When the crawler meets the anti-climbing - proxy ip rescue posture
Folks with Python to engage in data crawling, certainly bypass Requests and Scrapy these two old guys. These two goods look at the work of crawlers, but the actual use of the difference can be a lot. Today we'll talk about them and proxy ip with the use, especially ouripipgoHow does the proxy service of the home play out on the side of these two libraries.
Warfighter vs. Group Warfare
Requests are like a Swiss Army Knife.
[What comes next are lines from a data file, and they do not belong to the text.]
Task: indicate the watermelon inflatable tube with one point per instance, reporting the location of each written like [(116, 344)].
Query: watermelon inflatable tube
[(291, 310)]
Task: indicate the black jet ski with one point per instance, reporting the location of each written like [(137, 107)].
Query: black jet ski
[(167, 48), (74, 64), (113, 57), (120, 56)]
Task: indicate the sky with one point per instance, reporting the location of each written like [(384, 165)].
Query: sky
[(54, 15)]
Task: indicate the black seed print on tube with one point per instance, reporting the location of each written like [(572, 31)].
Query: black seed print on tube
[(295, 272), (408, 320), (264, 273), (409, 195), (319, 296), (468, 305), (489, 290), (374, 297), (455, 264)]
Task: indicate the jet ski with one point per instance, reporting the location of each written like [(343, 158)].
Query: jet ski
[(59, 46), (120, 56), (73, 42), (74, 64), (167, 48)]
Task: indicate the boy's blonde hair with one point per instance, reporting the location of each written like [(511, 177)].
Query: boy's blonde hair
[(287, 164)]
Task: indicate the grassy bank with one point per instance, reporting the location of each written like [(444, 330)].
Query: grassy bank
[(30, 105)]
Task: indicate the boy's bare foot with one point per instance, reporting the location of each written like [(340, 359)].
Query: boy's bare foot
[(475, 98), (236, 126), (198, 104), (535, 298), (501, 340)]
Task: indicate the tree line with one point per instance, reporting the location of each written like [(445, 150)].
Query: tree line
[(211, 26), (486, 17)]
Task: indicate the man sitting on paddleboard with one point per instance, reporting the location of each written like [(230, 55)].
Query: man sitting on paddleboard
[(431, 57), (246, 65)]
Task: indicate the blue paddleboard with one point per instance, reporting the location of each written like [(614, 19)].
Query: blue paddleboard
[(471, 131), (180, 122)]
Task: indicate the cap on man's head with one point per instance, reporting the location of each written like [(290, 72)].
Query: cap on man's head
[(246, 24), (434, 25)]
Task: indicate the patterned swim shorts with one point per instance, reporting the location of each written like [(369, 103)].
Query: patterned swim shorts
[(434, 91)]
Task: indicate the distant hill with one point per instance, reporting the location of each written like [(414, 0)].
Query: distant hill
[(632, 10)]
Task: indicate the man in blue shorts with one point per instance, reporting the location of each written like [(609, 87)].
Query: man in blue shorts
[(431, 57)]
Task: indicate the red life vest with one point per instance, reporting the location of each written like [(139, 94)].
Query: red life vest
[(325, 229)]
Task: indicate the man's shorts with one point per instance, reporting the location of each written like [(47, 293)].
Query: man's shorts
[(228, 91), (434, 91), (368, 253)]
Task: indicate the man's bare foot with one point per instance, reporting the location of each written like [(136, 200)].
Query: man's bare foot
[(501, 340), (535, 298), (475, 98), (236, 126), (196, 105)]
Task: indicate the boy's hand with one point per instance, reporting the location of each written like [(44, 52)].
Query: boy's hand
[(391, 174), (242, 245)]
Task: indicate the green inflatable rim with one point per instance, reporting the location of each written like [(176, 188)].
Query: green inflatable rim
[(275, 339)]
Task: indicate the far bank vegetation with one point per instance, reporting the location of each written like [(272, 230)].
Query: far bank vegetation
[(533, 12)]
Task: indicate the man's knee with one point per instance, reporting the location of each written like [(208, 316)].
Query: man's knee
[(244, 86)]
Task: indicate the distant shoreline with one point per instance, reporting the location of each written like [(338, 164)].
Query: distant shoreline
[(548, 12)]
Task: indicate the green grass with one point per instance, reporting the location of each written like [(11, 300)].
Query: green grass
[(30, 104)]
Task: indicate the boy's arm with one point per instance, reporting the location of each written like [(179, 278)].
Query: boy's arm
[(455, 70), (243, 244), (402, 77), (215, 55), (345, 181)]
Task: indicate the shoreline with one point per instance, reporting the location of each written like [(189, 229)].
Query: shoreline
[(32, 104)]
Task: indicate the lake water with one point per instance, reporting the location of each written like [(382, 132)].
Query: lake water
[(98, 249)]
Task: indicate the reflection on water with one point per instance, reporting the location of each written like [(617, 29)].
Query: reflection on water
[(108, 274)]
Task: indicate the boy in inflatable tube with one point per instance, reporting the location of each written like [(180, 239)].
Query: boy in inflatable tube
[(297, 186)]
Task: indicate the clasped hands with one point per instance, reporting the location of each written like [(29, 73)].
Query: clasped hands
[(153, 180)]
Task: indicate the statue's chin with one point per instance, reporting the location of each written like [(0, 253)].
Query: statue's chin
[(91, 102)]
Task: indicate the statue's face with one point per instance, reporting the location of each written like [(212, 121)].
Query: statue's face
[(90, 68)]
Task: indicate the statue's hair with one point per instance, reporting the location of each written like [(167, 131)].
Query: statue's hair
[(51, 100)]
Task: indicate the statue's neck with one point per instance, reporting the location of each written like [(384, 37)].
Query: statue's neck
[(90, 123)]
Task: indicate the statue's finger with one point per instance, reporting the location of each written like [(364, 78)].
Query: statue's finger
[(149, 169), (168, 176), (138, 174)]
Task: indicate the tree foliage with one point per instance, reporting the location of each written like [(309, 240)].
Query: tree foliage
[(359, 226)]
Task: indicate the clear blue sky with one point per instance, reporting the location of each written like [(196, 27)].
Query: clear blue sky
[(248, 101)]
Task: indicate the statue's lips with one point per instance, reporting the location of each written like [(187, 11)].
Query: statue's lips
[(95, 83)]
If you want to grab a web page temporarily, you can do it in three lines of code. But when it comes to a scenario where you need to change a lot of ips, you have to write your own rotation logic:
import requests
from ipipgo import get_proxy Our own proxy interface.
def grab_data(url): proxy = get_proxy()
proxy = get_proxy() Randomly get high quality proxy
try: resp = requests.get(url, prox)
resp = requests.get(url, proxies={"http": proxy, "https": proxy}, timeout=10)
return resp.text
except.
print("This ip may be banned, automatically switch to the next one.")
return grab_data(url) recursive retry
Scrapy is an automation factory, with its own middleware mechanism that makes proxy rotation a huge pain in the ass. Configure it in settings.py.ipipgoAPI, and the entire crawler force is automatically dressed:
DOWNLOADER_MIDDLEWARES = {
'scrapy.downloadermiddlewares.httpproxy.HttpProxyMiddleware': 100,
}
IPIPGO_API = "https://api.ipipgo.com/rotate" dynamic ip pool interface
def process_request(self, request, spider).
request.meta['proxy'] = self.get_proxy() Automatically hooks proxy for each request
Proxy Consumption Comparison Fact Sheet
| take | Requests Consumption | Scrapy consumption |
|---|---|---|
| Grab 1000 pages | About 30-50 ip | Controllable within 10 |
| Encountering CAPTCHA | Manual replacement required | Automatic fuse switching |
| distributed crawling | hard-synchronous state | Natural support clusters |
Practical Selection Guide
Brothers who are just starting out are advised to use Requests+ first.ipipgoof a static proxy packet that fixes the use of a region's ip like this:
proxies = {
"http": "121.36.84.149:8008", exclusive channel copied from ipipgo backend
"https": "121.36.84.149:8008"
}
When it's time for a big project, remember to cut to Scrapy + dynamic agent pooling. Let'sipipgoThe intelligent scheduling interface can automatically match residential ip or server room ip according to the anti-climbing strength of the target website, which is much more reliable than sticking to a single ip type.
Old Driver QA Time
Q: What should I do if I always get my ip blocked?
A: Check three things: 1. whether the proxy anonymity is high enough (with ipipgo's Extreme Stash package) 2. whether the request header has a browser fingerprint 3. whether the visit frequency is like a real person
Q: How to set the frequency of ip change in Scrapy?
A: Add a counter to the download middleware, for example, change the ip every 5 requests. when using ipipgo's concurrency package, it is recommended to set the frequency of changing 200 times or less in 1 minute.
Q: Is it okay to use a free proxy?
A: Brother you are digging a pit for yourself! Free Agents 90% are honeypots, and if they are light, they will lose data, and if they are heavy, they will be marked by the anti crawl. WeipipgoWhy use an unreliable one when there is a $5 experience package for new subscribers.
Finally said a lesson in tears: last year with Requests to catch an e-commerce site, did not hang the agent hard just, the results of half an hour was blocked the entire server room exit ip. later replaced with Scrapy + ipipgo dynamic residential agent, hanging run three days and three nights did not turn over. So ah, the tool to choose the right agent in place, this is the crawler does not turn over the king of the road!